Castells afirma que la globalización nos acercará cada vez más a alimentos de otras culturas, como las algas, el plancton y las medusas, que hoy sólo son consumidos en países asiáticos, especialmente en Japón, China y Corea.  En tanto que los insectos, muy apetecidos entre los mexicanos, con más de 300 tipos de bichos en su menú y que los trasforma en los mayores consumidores a nivel mundial, podrían volverse muy populares gracias a la globalización.  De hecho, la Organización de las Naciones Unidas para la Agricultura y la Alimentación desde hace un tiempo ya viene proponiendo el consumo de bichos como una de las grandes soluciones frente a la hambruna mundial argumentando  su alto nivel proteico. Un ejemplo: si bien la carne de ternera tiene un rango proteico en torno al 20-25%, un saltamontes mexicano posee un 50% y las termitas africanas entre un 35% y 40%, es decir, proporcionalmente mucho más que las carnes rojas y los pescados. Así, la globalización y la ganas de innovar en las grandes cocinas, muy pronto nos llevarán a aceptar estos alimentos como un auténtico manjar.
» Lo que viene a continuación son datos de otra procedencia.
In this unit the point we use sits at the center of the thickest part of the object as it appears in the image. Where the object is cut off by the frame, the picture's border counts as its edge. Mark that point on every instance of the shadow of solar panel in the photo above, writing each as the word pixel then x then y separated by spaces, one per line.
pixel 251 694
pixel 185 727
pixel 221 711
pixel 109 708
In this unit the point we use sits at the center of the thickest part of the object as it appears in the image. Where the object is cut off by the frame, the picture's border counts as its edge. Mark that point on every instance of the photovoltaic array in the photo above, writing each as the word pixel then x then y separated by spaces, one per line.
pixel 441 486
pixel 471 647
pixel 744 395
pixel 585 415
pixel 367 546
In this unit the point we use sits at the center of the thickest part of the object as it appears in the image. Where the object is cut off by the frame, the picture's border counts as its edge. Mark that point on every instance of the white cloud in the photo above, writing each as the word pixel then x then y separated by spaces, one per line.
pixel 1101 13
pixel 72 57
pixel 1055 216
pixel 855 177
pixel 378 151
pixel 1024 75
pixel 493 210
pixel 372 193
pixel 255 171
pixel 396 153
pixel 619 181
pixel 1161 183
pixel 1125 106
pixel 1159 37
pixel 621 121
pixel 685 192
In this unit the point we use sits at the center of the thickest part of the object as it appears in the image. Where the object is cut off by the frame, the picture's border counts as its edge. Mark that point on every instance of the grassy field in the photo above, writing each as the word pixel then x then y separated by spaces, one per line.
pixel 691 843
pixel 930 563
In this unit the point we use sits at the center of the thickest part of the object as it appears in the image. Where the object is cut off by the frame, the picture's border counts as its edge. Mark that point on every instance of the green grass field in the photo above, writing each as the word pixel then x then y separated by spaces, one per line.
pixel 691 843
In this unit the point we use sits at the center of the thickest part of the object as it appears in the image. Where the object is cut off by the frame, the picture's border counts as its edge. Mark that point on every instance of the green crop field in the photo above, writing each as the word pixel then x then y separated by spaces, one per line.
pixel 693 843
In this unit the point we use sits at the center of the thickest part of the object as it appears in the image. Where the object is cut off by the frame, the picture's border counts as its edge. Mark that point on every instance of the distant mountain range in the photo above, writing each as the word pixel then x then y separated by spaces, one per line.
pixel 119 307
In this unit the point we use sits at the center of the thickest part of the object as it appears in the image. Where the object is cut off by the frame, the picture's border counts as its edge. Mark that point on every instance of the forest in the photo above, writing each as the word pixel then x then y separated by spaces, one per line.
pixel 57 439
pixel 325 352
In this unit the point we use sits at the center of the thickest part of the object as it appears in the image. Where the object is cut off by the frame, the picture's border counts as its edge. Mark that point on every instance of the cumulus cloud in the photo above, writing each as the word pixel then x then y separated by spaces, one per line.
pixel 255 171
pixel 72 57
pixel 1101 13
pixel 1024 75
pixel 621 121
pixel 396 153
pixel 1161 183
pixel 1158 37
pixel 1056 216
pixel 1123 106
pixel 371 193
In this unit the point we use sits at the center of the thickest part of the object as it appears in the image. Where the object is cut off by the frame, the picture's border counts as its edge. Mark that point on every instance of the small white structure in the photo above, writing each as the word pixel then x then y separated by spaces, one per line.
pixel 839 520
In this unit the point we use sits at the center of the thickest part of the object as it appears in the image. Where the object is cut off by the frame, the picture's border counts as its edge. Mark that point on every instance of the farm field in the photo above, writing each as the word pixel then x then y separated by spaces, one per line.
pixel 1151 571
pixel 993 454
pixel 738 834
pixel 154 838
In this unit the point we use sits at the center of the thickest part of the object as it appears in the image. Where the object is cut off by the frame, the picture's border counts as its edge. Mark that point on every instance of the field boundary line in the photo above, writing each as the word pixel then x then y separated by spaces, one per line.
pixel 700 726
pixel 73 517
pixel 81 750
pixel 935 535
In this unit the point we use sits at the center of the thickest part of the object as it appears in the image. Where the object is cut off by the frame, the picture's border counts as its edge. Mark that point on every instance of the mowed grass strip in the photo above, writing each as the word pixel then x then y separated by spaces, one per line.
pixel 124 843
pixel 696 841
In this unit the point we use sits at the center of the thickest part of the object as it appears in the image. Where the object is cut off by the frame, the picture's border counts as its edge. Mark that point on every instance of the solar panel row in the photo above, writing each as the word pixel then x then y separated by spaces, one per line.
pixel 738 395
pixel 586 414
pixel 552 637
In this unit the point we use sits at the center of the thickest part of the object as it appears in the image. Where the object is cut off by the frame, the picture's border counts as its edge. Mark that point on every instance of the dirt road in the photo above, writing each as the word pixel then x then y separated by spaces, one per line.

Fast Food de primera clase:

“El concepto de fast food continuará, pero con un toque más exquisito. Este escenario vendrá acompañado por la gran importancia que adquirirán el diseño y el envase”, dice Castells. Es que las grandes empresas aprenderán a combinar la calidad, con el sabor y la rapidez, logrando que la comida al paso se transforme en una verdadera delicia y no en la mezcolanza de frituras y aceite que conocemos hoy. Además, los envases serán cada vez más personalizados, intensificando la premisa de que todo entra por los ojos. “La comida envasada no habla; el envase debe hacerlo por ella, cautivando al consumidor en tal sólo algunos segundos”, asegura Castell. Por lo mismo, el estuche del futuro tendrá muchos elementos tecnológicos, como información en tiempo real en cuanto a la caducidad, así como la especificación de ingredientes de una manera mucho más interactiva, e incluso pequeñas pantallas y detalles técnicos que hoy se prueban a nivel experimental. Lo más importante, eso sí, será conseguir que los envases sean, antes que todo, ecológicos, otra de las premisas de la comida que se viene.